Chapter 3 - 셋

802 108 3
                                    

Jangan lupa meninggalkan jejak untuk penulis dengan cara voment.

Ff ini berisi konten sara'.
Bagi yang tidak nyaman, silahkan mundur teratur ya.

Selamat membaca

"Excuse me..."

Gadis itu menoleh dan tanpa sengaja menurunkan pandangan ke pria yang Esna rasa punya kulit cukup putih, dari caranya menyapa sepertinya pria itu orang asing.

"Ya, ada yang bisa saya bantu?" Jawab Esna pada seseorang yang setengah wajahnya tertutup masker juga bucket hat di kepala, bola matanya bahkan hampir tak terlihat. Apakah pria ini baik-baik saja ketika berjalan? Pikir Esna.

Tapi seharusnya Esna juga memakainya saat di luar ruangan seperti ini kan?

Namun detik selanjutnya, awan seolah melindungi dua insan itu dari teriknya sinar matahari. Esna seketika menatap angakasa penuh bingung, ia pikir sebentar lagi akan hujan.

"Ini Masjid?" Tanya pria itu lagi.

Esna kembali menatap si pria disusul menoleh ke belakangnya, bukankah sudah jelas bangunan ini bangunan Islam dan disana tertulis Masjid Istiqlal.
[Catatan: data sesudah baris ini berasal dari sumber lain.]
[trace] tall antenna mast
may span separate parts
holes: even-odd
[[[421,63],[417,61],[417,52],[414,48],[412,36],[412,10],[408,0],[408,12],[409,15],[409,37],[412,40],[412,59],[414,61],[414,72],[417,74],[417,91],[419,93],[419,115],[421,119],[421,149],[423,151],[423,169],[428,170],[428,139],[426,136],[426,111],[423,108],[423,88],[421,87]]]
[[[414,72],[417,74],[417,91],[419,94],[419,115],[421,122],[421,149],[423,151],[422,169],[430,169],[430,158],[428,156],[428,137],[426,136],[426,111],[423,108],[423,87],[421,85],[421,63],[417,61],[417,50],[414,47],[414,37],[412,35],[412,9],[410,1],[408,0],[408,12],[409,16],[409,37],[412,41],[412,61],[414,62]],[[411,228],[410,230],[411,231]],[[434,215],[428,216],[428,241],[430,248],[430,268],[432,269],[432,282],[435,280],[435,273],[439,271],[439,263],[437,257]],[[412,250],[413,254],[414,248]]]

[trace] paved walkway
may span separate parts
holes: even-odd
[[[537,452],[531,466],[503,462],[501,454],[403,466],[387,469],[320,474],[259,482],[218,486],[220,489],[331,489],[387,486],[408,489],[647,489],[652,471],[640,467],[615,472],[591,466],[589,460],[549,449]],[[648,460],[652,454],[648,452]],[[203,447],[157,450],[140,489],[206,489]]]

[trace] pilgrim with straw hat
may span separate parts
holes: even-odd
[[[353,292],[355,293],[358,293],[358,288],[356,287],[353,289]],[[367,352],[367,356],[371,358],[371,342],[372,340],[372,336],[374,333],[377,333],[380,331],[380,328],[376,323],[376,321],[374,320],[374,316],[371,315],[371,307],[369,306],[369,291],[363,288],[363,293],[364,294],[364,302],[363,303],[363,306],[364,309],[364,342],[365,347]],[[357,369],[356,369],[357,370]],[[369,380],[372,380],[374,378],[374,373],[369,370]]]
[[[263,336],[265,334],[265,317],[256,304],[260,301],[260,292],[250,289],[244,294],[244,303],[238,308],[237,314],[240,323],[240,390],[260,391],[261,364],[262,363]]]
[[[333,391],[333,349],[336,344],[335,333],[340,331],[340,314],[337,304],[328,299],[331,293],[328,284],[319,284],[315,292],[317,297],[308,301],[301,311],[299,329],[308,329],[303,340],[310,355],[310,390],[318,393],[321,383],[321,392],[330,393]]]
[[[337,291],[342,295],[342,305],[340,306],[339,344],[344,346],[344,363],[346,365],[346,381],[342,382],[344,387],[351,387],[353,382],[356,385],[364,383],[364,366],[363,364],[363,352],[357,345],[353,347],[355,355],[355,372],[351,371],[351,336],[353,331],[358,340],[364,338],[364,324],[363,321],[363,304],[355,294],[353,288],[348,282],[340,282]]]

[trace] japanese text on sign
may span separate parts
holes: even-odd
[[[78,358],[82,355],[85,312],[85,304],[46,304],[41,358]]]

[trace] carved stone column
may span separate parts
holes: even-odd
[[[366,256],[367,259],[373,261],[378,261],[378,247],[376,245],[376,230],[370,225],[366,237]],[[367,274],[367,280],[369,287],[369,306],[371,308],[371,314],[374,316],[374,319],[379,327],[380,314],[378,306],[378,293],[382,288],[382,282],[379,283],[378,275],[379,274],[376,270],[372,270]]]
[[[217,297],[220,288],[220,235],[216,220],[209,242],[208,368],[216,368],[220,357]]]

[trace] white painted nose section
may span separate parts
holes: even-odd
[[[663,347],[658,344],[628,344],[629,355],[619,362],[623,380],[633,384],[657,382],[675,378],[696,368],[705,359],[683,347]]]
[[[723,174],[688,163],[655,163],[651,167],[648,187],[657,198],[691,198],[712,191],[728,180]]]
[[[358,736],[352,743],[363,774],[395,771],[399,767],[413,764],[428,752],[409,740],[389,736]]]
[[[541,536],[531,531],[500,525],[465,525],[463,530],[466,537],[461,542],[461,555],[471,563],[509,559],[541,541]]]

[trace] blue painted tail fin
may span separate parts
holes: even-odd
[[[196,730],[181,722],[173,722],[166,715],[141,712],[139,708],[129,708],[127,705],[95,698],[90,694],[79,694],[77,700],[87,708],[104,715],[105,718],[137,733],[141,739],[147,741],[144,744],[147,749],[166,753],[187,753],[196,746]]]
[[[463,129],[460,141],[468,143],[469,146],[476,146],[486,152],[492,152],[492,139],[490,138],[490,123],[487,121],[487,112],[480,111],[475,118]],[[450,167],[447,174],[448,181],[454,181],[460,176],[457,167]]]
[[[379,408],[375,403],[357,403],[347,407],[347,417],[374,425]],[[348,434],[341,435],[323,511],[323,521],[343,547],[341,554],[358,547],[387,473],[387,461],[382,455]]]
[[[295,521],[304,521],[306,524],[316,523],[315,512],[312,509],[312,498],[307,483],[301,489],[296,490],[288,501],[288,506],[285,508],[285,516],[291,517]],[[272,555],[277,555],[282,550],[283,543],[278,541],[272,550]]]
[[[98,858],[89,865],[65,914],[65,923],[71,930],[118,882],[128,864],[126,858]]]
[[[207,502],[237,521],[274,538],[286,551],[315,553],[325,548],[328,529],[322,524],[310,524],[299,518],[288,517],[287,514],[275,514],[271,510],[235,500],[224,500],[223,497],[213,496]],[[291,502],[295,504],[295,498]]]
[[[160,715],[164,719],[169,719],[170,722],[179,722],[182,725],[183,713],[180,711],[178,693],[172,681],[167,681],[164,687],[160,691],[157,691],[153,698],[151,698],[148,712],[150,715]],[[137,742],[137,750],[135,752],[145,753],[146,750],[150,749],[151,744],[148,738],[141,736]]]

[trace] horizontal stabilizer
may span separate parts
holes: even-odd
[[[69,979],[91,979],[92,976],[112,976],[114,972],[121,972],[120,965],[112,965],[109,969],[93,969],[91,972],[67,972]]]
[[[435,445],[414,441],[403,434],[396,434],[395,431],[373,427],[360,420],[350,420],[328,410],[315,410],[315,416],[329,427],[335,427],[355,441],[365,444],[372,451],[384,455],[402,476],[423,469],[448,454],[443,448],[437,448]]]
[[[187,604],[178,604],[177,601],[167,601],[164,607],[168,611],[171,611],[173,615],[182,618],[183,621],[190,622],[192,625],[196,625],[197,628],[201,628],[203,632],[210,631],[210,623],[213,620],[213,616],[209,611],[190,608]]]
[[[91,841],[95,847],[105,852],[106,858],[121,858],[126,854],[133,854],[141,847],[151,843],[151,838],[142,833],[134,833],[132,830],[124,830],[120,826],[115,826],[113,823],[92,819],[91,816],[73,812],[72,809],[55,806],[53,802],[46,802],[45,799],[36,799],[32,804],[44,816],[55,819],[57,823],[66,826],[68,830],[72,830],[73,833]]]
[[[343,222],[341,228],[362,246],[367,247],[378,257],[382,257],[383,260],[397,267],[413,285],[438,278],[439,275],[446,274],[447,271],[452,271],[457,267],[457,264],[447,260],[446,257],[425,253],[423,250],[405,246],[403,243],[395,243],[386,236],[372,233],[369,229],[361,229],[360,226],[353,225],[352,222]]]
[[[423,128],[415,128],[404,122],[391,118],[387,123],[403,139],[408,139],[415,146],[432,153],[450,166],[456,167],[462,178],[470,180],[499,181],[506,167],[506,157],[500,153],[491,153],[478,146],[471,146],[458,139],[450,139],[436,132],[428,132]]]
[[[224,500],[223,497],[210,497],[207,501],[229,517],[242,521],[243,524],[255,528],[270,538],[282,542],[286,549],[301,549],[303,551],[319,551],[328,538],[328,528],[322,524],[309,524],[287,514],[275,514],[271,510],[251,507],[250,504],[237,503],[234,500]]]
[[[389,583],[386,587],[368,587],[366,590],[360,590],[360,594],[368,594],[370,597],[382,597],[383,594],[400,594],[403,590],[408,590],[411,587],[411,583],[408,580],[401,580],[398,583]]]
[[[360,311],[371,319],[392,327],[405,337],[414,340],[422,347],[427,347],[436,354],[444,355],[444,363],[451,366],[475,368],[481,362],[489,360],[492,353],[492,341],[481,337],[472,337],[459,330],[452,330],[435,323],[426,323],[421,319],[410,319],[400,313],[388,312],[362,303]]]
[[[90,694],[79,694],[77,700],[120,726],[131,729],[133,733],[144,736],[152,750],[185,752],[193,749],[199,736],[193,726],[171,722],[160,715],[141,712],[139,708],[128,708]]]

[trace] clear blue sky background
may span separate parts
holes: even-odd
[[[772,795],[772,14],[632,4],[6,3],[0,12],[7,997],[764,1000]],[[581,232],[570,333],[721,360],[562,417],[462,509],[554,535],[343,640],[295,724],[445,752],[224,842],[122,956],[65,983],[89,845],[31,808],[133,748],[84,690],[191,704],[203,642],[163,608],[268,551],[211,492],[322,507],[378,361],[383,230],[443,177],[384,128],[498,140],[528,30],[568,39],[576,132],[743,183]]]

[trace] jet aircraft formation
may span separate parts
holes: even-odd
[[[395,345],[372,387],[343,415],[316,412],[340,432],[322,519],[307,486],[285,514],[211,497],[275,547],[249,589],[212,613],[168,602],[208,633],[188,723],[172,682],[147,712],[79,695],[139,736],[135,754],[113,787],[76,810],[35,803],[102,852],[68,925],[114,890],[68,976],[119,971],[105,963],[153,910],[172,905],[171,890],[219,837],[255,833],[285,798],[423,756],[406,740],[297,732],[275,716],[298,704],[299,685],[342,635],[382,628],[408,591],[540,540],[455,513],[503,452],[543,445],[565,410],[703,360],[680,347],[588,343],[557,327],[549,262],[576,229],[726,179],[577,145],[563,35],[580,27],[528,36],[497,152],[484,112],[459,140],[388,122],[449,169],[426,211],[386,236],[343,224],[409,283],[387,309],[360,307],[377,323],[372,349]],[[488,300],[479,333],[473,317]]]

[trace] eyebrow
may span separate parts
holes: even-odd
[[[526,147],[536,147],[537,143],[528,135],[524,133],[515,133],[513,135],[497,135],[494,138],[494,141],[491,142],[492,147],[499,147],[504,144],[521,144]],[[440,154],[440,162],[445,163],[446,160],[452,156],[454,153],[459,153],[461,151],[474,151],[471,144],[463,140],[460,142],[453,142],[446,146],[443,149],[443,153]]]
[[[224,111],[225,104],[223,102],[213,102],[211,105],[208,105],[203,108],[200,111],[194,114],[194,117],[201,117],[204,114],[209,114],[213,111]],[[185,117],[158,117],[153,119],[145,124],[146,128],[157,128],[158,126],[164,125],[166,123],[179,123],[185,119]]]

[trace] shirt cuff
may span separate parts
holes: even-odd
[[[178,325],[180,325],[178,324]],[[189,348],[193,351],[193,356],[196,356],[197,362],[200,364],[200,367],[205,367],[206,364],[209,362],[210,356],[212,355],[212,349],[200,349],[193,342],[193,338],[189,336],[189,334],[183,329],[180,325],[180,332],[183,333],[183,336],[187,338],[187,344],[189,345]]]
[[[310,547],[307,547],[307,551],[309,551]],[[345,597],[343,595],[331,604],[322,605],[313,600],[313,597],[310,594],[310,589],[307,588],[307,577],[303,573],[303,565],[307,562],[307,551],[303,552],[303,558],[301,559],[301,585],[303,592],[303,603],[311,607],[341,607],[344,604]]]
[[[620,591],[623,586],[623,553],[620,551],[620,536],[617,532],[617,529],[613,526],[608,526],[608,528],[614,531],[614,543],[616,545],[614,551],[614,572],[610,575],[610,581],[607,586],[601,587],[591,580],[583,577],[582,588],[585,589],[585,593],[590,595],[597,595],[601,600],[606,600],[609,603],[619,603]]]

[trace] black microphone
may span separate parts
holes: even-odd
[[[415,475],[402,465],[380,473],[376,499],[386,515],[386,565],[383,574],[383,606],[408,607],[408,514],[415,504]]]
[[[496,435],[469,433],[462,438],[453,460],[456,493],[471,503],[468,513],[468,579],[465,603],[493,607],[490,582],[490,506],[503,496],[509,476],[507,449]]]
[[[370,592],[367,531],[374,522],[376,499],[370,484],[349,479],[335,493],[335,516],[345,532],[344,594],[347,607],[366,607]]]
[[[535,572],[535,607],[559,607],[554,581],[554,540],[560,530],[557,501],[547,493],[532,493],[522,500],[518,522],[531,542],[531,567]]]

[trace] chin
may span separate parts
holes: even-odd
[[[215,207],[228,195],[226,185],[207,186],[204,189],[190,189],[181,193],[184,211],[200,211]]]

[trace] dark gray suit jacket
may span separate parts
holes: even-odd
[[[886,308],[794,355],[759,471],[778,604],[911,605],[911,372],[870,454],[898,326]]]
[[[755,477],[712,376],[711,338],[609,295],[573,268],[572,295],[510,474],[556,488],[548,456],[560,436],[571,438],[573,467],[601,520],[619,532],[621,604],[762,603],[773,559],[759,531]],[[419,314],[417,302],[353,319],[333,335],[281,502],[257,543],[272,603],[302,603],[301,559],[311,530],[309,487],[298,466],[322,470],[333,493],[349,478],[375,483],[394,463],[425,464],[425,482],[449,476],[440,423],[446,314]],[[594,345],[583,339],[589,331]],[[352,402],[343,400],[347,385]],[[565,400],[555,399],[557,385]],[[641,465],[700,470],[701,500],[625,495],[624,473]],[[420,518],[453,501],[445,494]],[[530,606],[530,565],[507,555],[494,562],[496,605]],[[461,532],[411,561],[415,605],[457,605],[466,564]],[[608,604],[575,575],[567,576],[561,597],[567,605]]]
Ah,, Esna mengangguk menyadari bahwa pria di hadapannya ini memang orang asing.

"Ya, kau bisa masuk lewat sana." Jawab Esna ramah sambil menunjuk jalan masuk ke area Masjid.

"Terimakasih" ujarnya sambil berlalu dengan membawa ransel yang cukup besar seperti seorang traveller. Disusul ada seorang pria tinggi lagi yang mengekori.

Tubuh gadis itu tanpa sadar merespon berbalik mengikuti. Ia menemukan persepsi ketika melihat bahu si pria yang menurutnya cukup lebar dengan tubuh tinggi seperti Aditya.

Entahlah.

Hanya saja seperti tidak asing. Mungkin suaranya?

Tapi gadis itu menyadari saat menjadi guru ia bahkan tak pernah bertemu dengan laki-laki lain terkecuali mantan kekasihnya itu dan guru-guru di sekolah. Ia tak punya teman orang asing.

"Siapa dia? Aneh." gumam gadis itu yang kini memilih beranjak pulang.

🎶Pied Piper

"Jadi ini semacam pertukaran guru ya?" Tanya sang Mama yang kini sedang sibuk memasak bersama Esna. Sedang dua adik kembarnya hanya asik bermain di sisi rumah.

"Iya Ma, jadi bagaimana?" Gumam Esna ragu.

"Kalo gak nerima?" Tanyanya dengan wajah lesu. Sepertinya wanita paruh baya itu juga tidak rela harus berpisah jauh sekali dengan anak perempuan satu-satunya.

"Guru lain bilang, aku terancam diberhentikan."

"Jadi bagaimana Mama bisa melarang, kalau ini menyangkut pekerjaanmu?" Ucap sang mama mendengus. "Tapi bagaimana Adit?" Tanyanya lagi.

"Kami putus!" Sahut Esna datar.

"Hah- apa?!"

Atensi si kembar bahkan teralih karena mendengar teriakan orangtua mereka.

"Biasa saja Ma, nanti tetangga pada kaget" ujar Esna masih berusaha datar sambil mengaduk masakannya di atas kompor.

"Kalian putus gara-gara kau pergi ke luar negri?"

"Tidaklah Ma, jika dia melarangku ke luar negri lalu aku dipecat, itu sepertinya lebih baik. Kemudian aku jadi istri yang menunggu suaminya pulang saja di rumah." Jawab Esna sedikit geram, kembali teringat ucapan Adit yang hanya menjadi alasan agar mereka bisa berpisah.